That’s the subject line of an email Deutsche Bank economist Torsten Slok just blasted. Slok is convinced stocks will go up until there is a recession.
“I believe the stock market will continue to go up until we get a recession. And we are nowhere near entering a recession. Recessions happen because of a bubble bursting in capex (as we saw on 2000) or because of a bubble bursting in consumption (as in 2008) or when monetary policy is too tight, i.e. when the fed funds rate is well above its neutral level. None of this is happening at the moment. If anything, we are seeing too little capex and consumption.”
Slok says he expects “some wobbles” as the Fed begins to raise rates, but this will not derail the current economic expansion.

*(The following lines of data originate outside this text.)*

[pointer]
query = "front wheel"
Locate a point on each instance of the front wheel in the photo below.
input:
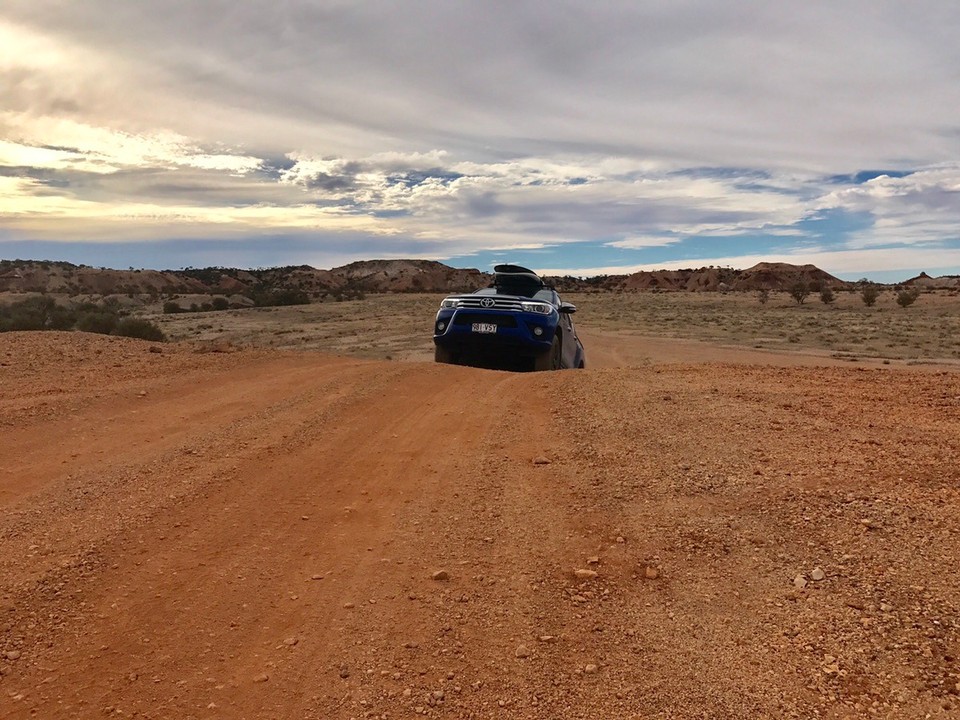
(549, 360)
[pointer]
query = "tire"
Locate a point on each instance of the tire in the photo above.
(549, 360)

“I don’t think the low dealer inventory issue will be big enough to cause a recession because balance sheets in the banking sector, household sector, and corporate sector are today much stronger than they have been in a very long time,” Slok writes. “Or put differently, Fed hiking rates in 2015 will not derail the current expansion. That’s why I expect equities to continue to rise steadily over the coming years.”
So there you have it.
This, however, is just Slok’s view. The Deutsche Bank “house view,” per the firm’s equity strategy team led by David Bianco sees the S&P 500 finishing 2014 at 1,850.
On Monday, for the first time ever, the S&P 500 touched 2,000.